Week 33, De Studie der Vrienden

Begin dit jaar deed ik een belofte aan m’n vrienden: afspreken wordt makkelijker want ik doe een tussenjaar. Well, dat ging fout. Het leven vult zich makkelijker dan gedacht en weten waar mijn vrienden uithangen deed ik niet. Tot nu.

Drie meeloopdagen deze week, en de lessen die ik daarvan heb geleerd.


Maandag 8:45, Geneeskunde aan de VU:

Geneeskunde studeren staat gelijk aan overleven in het Romeinse Rijk. Bij colleges die voor de helft in het Latijn gegeven worden, kijkt de grote schare bovenin de collegezaal toe hoe de kleine groep vooraan verslonden wordt door de dienstdoende docent. Ondertussen rustig gehouden door een tosti, wafel of wat popcorn. Brood en spelen zijn aan de orde van de dag voor deze groep.

Eenmaal wakker geschud door de eerste paar vragen van de docent aan de dapperen in de voorste linie, volgt het college neurochirurgie waar de Cesar-Slayers in de zaal hun hart aan kunnen ophalen. Met verscheidene foto’s wordt duidelijk dat een mes in het hoofd niet dodelijk is, en dat de kans op overleven bij een geweerschot best klein is. Staat genoteerd.

Dinsdag 11:50, knippen-plakken-lijmen aan de TU Delft.

Na de levenslessen bij geneeskunde besluit ik de volgende dag te ontdekken wat er plaatsvindt in de hipsterhallen van Delft. Industrieel Ontwerp is zo breed als je het maar bedenken kan, en huist dan ook mensen van alle soorten en maten. Een van de eerste dingen die je hier leert is vragen stellen. 60 om precies te zijn, per week. Per project.

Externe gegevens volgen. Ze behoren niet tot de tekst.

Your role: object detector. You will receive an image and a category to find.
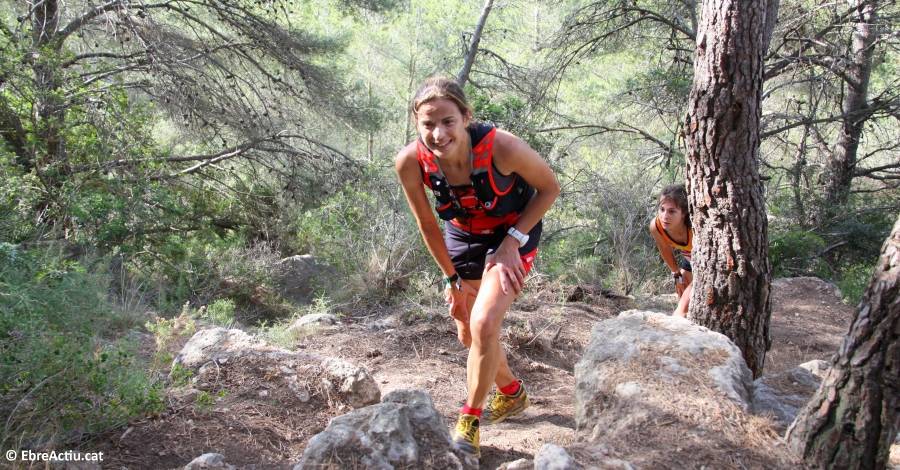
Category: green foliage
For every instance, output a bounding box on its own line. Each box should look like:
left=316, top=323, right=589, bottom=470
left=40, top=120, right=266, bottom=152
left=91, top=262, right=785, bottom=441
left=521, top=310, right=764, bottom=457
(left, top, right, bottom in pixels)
left=837, top=263, right=875, bottom=305
left=769, top=230, right=826, bottom=277
left=169, top=364, right=194, bottom=387
left=203, top=299, right=234, bottom=327
left=294, top=168, right=435, bottom=301
left=0, top=244, right=163, bottom=447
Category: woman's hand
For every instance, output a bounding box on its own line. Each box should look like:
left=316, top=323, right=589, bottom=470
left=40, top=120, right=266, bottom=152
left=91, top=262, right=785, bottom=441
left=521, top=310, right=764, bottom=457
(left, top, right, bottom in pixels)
left=444, top=280, right=478, bottom=323
left=484, top=237, right=525, bottom=295
left=675, top=269, right=694, bottom=297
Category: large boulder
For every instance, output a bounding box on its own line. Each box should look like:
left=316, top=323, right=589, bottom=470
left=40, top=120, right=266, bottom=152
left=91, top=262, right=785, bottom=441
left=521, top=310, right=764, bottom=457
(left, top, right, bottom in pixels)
left=534, top=444, right=581, bottom=470
left=173, top=328, right=381, bottom=408
left=183, top=453, right=234, bottom=470
left=294, top=390, right=478, bottom=470
left=275, top=255, right=333, bottom=305
left=569, top=310, right=791, bottom=468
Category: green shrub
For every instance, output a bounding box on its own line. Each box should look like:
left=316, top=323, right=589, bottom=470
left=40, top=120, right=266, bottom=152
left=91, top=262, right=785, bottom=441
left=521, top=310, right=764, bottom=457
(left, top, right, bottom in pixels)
left=0, top=244, right=163, bottom=448
left=837, top=263, right=875, bottom=306
left=203, top=299, right=234, bottom=327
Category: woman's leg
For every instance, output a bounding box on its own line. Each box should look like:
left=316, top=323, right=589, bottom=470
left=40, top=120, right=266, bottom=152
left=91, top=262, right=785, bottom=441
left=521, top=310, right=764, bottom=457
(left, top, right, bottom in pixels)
left=672, top=283, right=694, bottom=318
left=456, top=279, right=516, bottom=388
left=453, top=279, right=481, bottom=349
left=466, top=269, right=516, bottom=408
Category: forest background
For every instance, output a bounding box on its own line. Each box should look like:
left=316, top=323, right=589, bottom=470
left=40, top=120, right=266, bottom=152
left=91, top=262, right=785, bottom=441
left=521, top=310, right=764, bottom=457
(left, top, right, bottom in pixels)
left=0, top=0, right=900, bottom=456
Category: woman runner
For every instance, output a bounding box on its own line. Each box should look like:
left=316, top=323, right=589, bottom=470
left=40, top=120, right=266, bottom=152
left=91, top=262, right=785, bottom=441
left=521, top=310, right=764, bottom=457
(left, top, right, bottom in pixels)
left=650, top=184, right=694, bottom=318
left=395, top=77, right=560, bottom=456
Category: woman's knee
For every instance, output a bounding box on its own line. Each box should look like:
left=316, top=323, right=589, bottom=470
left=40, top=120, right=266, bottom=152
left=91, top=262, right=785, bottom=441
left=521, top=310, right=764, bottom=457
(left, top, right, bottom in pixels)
left=469, top=311, right=502, bottom=343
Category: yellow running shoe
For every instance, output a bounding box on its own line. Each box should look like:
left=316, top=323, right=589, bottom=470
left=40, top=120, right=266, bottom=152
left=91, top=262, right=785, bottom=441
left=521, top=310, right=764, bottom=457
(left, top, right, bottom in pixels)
left=453, top=415, right=481, bottom=458
left=481, top=380, right=531, bottom=424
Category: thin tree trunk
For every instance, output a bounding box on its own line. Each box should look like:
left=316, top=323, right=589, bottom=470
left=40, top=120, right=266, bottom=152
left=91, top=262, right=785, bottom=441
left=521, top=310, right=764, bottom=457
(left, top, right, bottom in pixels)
left=456, top=0, right=494, bottom=86
left=819, top=0, right=877, bottom=218
left=685, top=0, right=778, bottom=376
left=29, top=0, right=66, bottom=170
left=787, top=217, right=900, bottom=469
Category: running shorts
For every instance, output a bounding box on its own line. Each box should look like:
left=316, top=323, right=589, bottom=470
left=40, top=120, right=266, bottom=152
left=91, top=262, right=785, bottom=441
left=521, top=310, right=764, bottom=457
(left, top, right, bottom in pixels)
left=444, top=222, right=542, bottom=280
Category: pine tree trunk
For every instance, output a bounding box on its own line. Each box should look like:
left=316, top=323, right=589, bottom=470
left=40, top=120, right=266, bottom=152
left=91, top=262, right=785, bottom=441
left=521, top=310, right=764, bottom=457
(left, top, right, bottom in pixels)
left=29, top=0, right=66, bottom=173
left=819, top=0, right=877, bottom=222
left=456, top=0, right=494, bottom=86
left=685, top=0, right=778, bottom=376
left=787, top=217, right=900, bottom=469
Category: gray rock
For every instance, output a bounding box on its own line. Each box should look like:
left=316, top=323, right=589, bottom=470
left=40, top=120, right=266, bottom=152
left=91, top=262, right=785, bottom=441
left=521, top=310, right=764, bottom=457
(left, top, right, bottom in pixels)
left=797, top=359, right=831, bottom=380
left=184, top=453, right=234, bottom=470
left=288, top=313, right=340, bottom=335
left=174, top=328, right=266, bottom=369
left=322, top=358, right=381, bottom=408
left=294, top=390, right=478, bottom=470
left=174, top=328, right=381, bottom=408
left=572, top=310, right=752, bottom=469
left=752, top=361, right=824, bottom=429
left=534, top=444, right=581, bottom=470
left=575, top=310, right=752, bottom=436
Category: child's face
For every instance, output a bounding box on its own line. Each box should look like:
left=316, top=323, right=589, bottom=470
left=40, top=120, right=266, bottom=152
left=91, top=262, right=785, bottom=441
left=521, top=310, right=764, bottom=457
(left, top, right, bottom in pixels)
left=659, top=199, right=685, bottom=230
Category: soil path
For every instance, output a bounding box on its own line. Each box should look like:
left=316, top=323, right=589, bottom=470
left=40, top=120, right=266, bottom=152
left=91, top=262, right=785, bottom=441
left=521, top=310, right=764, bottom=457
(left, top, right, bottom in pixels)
left=88, top=278, right=853, bottom=469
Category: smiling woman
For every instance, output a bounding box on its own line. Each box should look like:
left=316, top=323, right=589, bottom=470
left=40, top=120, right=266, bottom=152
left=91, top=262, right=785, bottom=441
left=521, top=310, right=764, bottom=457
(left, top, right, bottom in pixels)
left=650, top=184, right=694, bottom=318
left=395, top=77, right=559, bottom=456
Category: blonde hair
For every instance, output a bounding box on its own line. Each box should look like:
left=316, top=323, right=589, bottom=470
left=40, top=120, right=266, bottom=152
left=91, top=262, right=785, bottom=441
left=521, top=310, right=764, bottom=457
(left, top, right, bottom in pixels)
left=409, top=76, right=473, bottom=119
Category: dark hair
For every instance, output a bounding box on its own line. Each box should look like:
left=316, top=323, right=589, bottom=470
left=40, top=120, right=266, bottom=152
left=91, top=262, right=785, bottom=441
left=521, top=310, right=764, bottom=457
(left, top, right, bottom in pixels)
left=409, top=76, right=472, bottom=118
left=659, top=184, right=691, bottom=229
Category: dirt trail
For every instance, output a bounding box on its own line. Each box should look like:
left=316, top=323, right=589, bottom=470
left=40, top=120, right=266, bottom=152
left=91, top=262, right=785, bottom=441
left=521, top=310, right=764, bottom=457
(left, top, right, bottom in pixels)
left=90, top=279, right=853, bottom=469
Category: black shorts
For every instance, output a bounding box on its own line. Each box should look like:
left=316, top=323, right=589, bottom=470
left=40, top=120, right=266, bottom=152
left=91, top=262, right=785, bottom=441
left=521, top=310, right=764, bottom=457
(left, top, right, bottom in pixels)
left=444, top=222, right=543, bottom=280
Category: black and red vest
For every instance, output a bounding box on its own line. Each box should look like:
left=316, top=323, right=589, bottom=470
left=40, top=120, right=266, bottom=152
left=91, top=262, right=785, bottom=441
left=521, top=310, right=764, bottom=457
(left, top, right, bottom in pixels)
left=416, top=124, right=535, bottom=234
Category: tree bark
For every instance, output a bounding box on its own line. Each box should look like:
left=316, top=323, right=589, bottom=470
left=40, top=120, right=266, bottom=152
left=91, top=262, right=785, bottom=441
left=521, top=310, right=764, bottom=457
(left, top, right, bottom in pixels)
left=787, top=217, right=900, bottom=469
left=685, top=0, right=778, bottom=376
left=456, top=0, right=494, bottom=86
left=819, top=0, right=877, bottom=222
left=29, top=0, right=66, bottom=173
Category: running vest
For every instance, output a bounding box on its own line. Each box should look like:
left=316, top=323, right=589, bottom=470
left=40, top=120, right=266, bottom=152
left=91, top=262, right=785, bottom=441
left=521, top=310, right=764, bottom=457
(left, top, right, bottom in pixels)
left=656, top=217, right=694, bottom=261
left=416, top=124, right=535, bottom=234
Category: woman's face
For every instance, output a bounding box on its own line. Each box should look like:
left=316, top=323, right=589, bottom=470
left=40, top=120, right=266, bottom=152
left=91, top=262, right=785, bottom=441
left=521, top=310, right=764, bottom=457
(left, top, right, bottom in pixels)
left=416, top=98, right=469, bottom=157
left=659, top=199, right=685, bottom=230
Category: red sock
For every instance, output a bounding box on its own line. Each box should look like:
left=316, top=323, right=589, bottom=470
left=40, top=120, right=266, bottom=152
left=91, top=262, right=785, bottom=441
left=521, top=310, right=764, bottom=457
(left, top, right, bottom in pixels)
left=500, top=380, right=521, bottom=395
left=460, top=405, right=481, bottom=418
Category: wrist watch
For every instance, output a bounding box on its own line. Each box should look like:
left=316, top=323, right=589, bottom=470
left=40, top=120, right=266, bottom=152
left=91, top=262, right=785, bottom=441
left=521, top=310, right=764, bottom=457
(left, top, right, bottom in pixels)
left=444, top=273, right=462, bottom=290
left=506, top=227, right=528, bottom=248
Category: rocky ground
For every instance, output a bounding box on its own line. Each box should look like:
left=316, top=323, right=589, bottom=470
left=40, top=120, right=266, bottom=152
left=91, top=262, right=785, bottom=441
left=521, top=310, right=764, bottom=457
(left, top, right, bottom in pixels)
left=85, top=278, right=884, bottom=469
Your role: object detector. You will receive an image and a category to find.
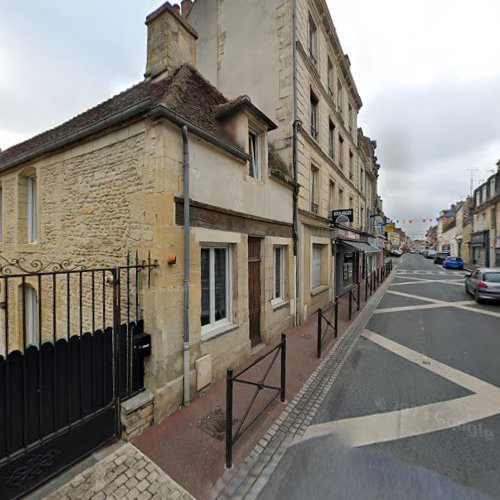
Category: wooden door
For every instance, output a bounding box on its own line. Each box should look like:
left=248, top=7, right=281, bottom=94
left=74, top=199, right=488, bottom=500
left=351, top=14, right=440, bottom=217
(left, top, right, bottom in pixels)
left=248, top=237, right=261, bottom=347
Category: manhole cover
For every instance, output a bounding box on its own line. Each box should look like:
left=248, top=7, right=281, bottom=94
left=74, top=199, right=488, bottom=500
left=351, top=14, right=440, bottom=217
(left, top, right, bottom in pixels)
left=198, top=406, right=238, bottom=441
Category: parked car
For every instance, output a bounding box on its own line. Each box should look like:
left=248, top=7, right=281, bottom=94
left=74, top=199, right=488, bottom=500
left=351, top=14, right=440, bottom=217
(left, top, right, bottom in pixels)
left=465, top=267, right=500, bottom=303
left=443, top=257, right=464, bottom=270
left=425, top=250, right=437, bottom=259
left=434, top=252, right=450, bottom=264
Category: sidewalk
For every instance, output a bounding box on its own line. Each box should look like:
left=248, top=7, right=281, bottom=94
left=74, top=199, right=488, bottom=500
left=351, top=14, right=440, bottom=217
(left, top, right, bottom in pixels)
left=134, top=276, right=378, bottom=499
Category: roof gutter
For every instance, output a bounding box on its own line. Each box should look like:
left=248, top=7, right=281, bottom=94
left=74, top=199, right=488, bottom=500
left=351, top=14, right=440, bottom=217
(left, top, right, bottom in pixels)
left=151, top=104, right=250, bottom=161
left=0, top=99, right=151, bottom=172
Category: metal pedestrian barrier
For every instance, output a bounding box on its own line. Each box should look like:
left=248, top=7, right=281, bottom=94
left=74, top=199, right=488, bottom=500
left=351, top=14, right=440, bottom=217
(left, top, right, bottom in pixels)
left=316, top=299, right=339, bottom=358
left=226, top=333, right=286, bottom=469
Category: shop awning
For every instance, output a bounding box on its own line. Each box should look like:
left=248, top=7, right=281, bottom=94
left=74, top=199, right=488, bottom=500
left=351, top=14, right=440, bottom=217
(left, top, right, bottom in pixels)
left=342, top=241, right=380, bottom=253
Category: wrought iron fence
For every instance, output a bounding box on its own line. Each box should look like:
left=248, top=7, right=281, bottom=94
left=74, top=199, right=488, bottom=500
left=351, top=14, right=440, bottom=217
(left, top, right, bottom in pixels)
left=0, top=254, right=158, bottom=470
left=316, top=299, right=339, bottom=358
left=226, top=333, right=286, bottom=469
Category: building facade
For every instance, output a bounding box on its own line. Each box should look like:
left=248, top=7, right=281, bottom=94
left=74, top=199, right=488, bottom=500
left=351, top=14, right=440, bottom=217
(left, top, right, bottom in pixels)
left=471, top=161, right=500, bottom=267
left=0, top=4, right=295, bottom=422
left=187, top=0, right=380, bottom=321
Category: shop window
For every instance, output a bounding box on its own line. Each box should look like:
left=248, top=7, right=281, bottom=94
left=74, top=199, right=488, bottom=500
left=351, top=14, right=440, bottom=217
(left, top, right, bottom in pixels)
left=273, top=246, right=285, bottom=301
left=311, top=243, right=328, bottom=290
left=201, top=246, right=231, bottom=334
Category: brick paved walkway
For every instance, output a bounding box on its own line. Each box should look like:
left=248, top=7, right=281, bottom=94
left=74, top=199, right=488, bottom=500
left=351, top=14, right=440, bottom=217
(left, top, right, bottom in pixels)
left=47, top=443, right=193, bottom=500
left=213, top=266, right=396, bottom=500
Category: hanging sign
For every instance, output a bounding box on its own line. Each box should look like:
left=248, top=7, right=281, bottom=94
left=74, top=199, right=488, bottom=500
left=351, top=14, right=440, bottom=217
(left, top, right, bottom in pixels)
left=332, top=208, right=354, bottom=224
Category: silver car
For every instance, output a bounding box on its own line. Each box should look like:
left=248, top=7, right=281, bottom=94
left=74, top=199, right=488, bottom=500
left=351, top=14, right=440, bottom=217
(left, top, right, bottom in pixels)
left=465, top=267, right=500, bottom=303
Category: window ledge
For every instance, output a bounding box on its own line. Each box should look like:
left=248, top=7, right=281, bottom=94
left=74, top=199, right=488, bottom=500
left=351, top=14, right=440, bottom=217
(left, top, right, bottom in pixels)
left=271, top=299, right=290, bottom=312
left=201, top=323, right=240, bottom=342
left=310, top=285, right=328, bottom=296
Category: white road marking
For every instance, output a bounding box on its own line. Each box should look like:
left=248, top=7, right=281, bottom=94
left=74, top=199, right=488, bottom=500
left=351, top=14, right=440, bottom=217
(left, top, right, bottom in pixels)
left=300, top=394, right=500, bottom=447
left=373, top=303, right=460, bottom=314
left=362, top=330, right=500, bottom=405
left=391, top=278, right=464, bottom=287
left=301, top=330, right=500, bottom=447
left=382, top=290, right=500, bottom=318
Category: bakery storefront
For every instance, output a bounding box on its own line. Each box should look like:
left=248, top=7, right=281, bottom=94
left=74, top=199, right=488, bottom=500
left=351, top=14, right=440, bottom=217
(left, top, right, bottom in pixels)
left=332, top=227, right=380, bottom=296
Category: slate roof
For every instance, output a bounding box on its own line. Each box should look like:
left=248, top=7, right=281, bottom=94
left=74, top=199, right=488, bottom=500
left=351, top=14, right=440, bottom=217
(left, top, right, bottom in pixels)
left=0, top=64, right=246, bottom=171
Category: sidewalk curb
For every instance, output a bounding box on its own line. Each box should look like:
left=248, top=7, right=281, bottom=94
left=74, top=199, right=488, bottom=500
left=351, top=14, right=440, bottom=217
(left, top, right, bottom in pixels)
left=212, top=263, right=399, bottom=499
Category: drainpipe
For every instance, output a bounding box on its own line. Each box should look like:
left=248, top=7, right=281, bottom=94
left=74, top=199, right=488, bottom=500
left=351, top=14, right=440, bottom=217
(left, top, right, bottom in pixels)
left=292, top=0, right=300, bottom=325
left=182, top=125, right=190, bottom=406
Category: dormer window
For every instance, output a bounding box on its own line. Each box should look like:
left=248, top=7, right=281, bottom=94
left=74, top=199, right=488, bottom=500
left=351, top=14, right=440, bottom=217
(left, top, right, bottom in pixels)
left=309, top=16, right=318, bottom=65
left=248, top=132, right=262, bottom=179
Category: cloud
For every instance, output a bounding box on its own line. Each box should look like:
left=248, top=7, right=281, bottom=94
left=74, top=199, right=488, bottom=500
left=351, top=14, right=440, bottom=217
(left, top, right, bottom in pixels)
left=0, top=0, right=161, bottom=148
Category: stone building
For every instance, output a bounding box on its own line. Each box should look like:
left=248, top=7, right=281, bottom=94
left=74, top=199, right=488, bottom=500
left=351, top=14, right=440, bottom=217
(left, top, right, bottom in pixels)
left=0, top=3, right=294, bottom=421
left=187, top=0, right=378, bottom=321
left=471, top=161, right=500, bottom=267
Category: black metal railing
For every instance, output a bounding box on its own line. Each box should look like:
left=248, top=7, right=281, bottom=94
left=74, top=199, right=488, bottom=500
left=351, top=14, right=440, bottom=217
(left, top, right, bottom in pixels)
left=316, top=299, right=339, bottom=358
left=347, top=283, right=361, bottom=321
left=0, top=254, right=158, bottom=461
left=226, top=333, right=286, bottom=469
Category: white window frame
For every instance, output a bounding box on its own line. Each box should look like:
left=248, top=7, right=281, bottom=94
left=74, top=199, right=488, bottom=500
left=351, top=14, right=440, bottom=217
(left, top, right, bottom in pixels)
left=273, top=245, right=285, bottom=304
left=21, top=285, right=39, bottom=347
left=328, top=179, right=336, bottom=212
left=311, top=243, right=324, bottom=291
left=200, top=244, right=233, bottom=338
left=26, top=175, right=38, bottom=243
left=308, top=14, right=318, bottom=65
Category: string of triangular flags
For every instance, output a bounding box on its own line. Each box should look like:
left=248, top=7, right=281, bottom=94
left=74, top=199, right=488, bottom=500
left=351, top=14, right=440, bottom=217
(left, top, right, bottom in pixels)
left=389, top=212, right=473, bottom=224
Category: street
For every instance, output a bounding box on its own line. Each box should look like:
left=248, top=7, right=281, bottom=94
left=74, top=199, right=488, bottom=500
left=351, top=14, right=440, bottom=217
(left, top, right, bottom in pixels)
left=260, top=254, right=500, bottom=499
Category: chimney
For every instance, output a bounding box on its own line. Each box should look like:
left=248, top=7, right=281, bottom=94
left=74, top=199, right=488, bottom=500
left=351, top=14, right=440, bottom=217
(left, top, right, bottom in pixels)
left=144, top=2, right=198, bottom=80
left=181, top=0, right=193, bottom=17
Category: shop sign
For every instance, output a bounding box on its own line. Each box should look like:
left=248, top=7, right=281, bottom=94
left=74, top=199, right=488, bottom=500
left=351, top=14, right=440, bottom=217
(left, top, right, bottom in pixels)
left=471, top=233, right=485, bottom=245
left=337, top=228, right=361, bottom=240
left=332, top=208, right=354, bottom=224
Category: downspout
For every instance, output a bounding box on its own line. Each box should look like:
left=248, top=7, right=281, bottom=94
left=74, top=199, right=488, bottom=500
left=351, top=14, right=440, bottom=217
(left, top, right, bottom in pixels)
left=292, top=0, right=300, bottom=325
left=182, top=125, right=190, bottom=406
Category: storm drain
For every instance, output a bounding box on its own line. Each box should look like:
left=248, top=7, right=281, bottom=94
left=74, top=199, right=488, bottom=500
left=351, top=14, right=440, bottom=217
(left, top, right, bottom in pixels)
left=198, top=406, right=238, bottom=441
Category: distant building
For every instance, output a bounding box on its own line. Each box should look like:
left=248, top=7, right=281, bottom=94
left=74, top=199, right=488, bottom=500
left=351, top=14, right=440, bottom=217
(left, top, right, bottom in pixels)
left=471, top=160, right=500, bottom=266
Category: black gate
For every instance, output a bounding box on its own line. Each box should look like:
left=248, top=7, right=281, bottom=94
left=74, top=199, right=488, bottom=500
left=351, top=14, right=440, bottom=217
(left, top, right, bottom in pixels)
left=0, top=254, right=157, bottom=499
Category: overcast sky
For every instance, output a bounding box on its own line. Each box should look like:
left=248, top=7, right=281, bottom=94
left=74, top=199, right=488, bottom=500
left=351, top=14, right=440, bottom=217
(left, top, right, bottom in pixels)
left=0, top=0, right=500, bottom=238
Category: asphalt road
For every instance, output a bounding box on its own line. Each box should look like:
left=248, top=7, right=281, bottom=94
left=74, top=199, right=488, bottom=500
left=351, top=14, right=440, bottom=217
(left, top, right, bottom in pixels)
left=260, top=255, right=500, bottom=499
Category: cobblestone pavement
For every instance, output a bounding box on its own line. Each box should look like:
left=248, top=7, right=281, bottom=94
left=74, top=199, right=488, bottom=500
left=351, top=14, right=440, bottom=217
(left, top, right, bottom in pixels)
left=213, top=268, right=396, bottom=500
left=47, top=443, right=193, bottom=500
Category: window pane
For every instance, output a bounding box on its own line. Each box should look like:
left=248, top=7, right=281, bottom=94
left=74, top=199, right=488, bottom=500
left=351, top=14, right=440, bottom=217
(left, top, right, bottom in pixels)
left=201, top=248, right=210, bottom=326
left=274, top=248, right=283, bottom=299
left=312, top=245, right=321, bottom=288
left=214, top=248, right=227, bottom=321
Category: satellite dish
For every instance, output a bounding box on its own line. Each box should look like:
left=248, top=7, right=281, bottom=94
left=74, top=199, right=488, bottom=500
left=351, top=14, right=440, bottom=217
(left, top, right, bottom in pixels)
left=335, top=215, right=351, bottom=224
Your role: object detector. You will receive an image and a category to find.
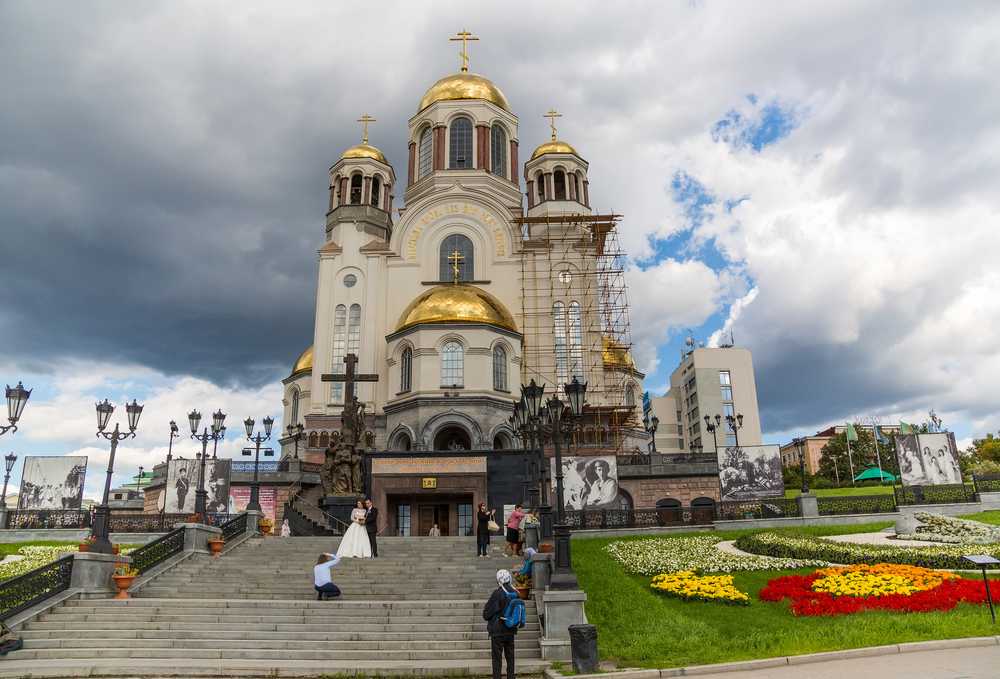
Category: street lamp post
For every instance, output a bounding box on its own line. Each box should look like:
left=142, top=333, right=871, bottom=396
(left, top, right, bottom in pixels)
left=90, top=399, right=142, bottom=554
left=243, top=415, right=274, bottom=512
left=188, top=408, right=226, bottom=521
left=0, top=382, right=31, bottom=436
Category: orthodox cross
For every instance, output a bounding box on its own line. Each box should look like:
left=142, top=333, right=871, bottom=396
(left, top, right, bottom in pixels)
left=358, top=113, right=378, bottom=144
left=542, top=108, right=562, bottom=141
left=448, top=29, right=479, bottom=73
left=448, top=248, right=465, bottom=284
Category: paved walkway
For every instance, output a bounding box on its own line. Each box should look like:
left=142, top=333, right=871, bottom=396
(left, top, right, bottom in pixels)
left=698, top=646, right=1000, bottom=679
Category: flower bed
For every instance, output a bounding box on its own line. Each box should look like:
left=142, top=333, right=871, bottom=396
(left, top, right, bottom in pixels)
left=759, top=564, right=1000, bottom=616
left=604, top=536, right=827, bottom=576
left=736, top=533, right=1000, bottom=568
left=649, top=571, right=750, bottom=606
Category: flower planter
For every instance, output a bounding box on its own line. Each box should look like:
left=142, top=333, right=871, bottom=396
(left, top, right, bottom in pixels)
left=112, top=575, right=135, bottom=599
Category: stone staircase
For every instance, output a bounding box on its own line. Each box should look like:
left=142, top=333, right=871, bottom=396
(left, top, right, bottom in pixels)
left=0, top=537, right=545, bottom=677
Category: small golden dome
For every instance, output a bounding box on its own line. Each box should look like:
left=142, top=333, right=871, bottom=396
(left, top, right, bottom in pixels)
left=292, top=347, right=312, bottom=375
left=417, top=73, right=510, bottom=113
left=340, top=144, right=389, bottom=165
left=396, top=283, right=517, bottom=332
left=601, top=335, right=635, bottom=370
left=531, top=139, right=580, bottom=160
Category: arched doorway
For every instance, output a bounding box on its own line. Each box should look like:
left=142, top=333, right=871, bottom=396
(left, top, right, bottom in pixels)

En verder ontwerp je. Van manieren bedenken om ouderen meer milieubewust te maken tot het ontwerpen van een auto, en om je hierin te helpen krijg je colleges over tekenen, natuurkunde en over hoe je projecten opzet. Bovendien leer je alles over vormen. ‘Welke vorm ben jij?’ is bijvoorbeeld een van de minder populaire 60-vragen vragen.

Woensdag 10:45, biologie bij Bouwkunde.

Vergelijkbaar met Industrieel Ontwerp, is bouwkunde. Zo’n vijfhonderd meter verderop maakt de grote hal in de faculteit meteen duidelijk wat hier gedaan wordt. Meer dan honderd studenten vechten er om een plekje in de ‘maquettehal’, waar de huizen en steden ontworpen worden.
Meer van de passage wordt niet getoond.